Fast forward to Wednesday afternoon, and sure enough, #TrumpRecession was trending. (AOC was tweeting about it, which must have been insult to injury for the White House.)
By the time the closing bell sounded on Wall Street, it was another bloodbath for US stocks. The Dow plunged 800 points as investors and traders anguished about a potential recession and debated the extent to which relentless bull-flattening proves Jerome Powell’s Fed is woefully behind the curve – figuratively and literally.
The UK 2s10s inverted as well and lackluster data out of China and Germany drew a bright, red line under growth concerns. So manic was the bond rally on Wednesday morning that ultra-long futures tripped the extended hours circuit breaker.
The selloff on Wall Street must have been a bitter pill for Trump to swallow. After all, it was just Tuesday when the White House delayed tariffs on some key consumer items until December in order to calm markets, which had sold off sharply to start the week in a repeat of the previous Monday’s harrowing plunge.
But alas, it looks as though the president might have pushed the envelope too far. The 2s10s genie is out of the bottle, and as alluded to above, that’s one yield curve inversion that tends to make national headlines even outside of market-focused media outlets.
Wednesday marked the seventh session since the July FOMC meeting that the S&P has moved 1% or more in either direction.
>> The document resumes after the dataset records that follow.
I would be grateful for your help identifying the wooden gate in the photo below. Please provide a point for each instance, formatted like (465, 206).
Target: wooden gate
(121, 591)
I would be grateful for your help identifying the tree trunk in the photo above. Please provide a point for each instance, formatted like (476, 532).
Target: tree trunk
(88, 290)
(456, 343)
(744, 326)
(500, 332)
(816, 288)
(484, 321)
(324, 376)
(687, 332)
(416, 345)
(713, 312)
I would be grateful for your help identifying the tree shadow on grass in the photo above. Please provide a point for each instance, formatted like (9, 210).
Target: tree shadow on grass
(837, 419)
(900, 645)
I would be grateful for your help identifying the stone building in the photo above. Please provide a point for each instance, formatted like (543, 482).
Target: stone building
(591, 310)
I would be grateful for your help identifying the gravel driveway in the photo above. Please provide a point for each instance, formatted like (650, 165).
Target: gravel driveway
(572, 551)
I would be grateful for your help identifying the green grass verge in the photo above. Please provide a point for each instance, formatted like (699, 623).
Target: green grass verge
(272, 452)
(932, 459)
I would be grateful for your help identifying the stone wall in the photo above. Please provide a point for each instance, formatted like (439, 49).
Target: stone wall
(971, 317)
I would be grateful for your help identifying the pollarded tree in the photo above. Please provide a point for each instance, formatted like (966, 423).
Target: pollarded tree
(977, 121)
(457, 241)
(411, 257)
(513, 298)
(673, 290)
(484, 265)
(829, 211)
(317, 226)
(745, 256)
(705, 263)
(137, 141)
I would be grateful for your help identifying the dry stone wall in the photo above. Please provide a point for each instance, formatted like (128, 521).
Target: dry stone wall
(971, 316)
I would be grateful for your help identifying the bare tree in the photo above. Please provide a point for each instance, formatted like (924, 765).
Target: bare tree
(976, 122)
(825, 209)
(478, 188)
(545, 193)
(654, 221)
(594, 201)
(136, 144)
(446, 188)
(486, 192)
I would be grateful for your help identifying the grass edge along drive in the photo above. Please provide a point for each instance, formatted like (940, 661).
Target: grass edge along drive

It was the second-worst day of the year for the benchmark and it came just barely over a week after the gauge’s worst session.
Energy and financials were summarily routed. In fact, it was the worst day for financials since early December.
Treasurys held gains and the “rage” bull-flattener was the order of the day. The 2s10s and the 5s30s were flatter by some 3bp and 4bp, respectively. 10-year yields ended around 1.58%, with yields lower by more than 13bps.
The VIX obviously spiked and Wednesday was the fourth-worst day of the year for big-cap tech.
Wilbur Ross and Peter Navarro tried to do some damage control on Wednesday morning. Ross was unconvincing. Peter made things worse.
39 minutes before the closing bell, Trump lost it. “We are winning, big time, against China. China is not our problem, though Hong Kong is not helping”, the president tweeted, before getting to the heart of the issue.
“Our problem is with the Fed. Raised too much & too fast. Now too slow to cut”, Trump said.
Then, he delivered the grand finale – the coup de covfefe, if you will. Take it away, sir:
Spread is way too much as other countries say THANK YOU to clueless Jay Powell and the Federal Reserve. Germany, and many others, are playing the game! CRAZY INVERTED YIELD CURVE! We should easily be reaping big Rewards & Gains, but the Fed is holding us back.
We will Win!
Maybe. But not on Wednesday, a day when #TrumpRecession was trending on the president’s favorite social media outlet and a day when his favorite job performance barometer suffered its worst loss of 2019.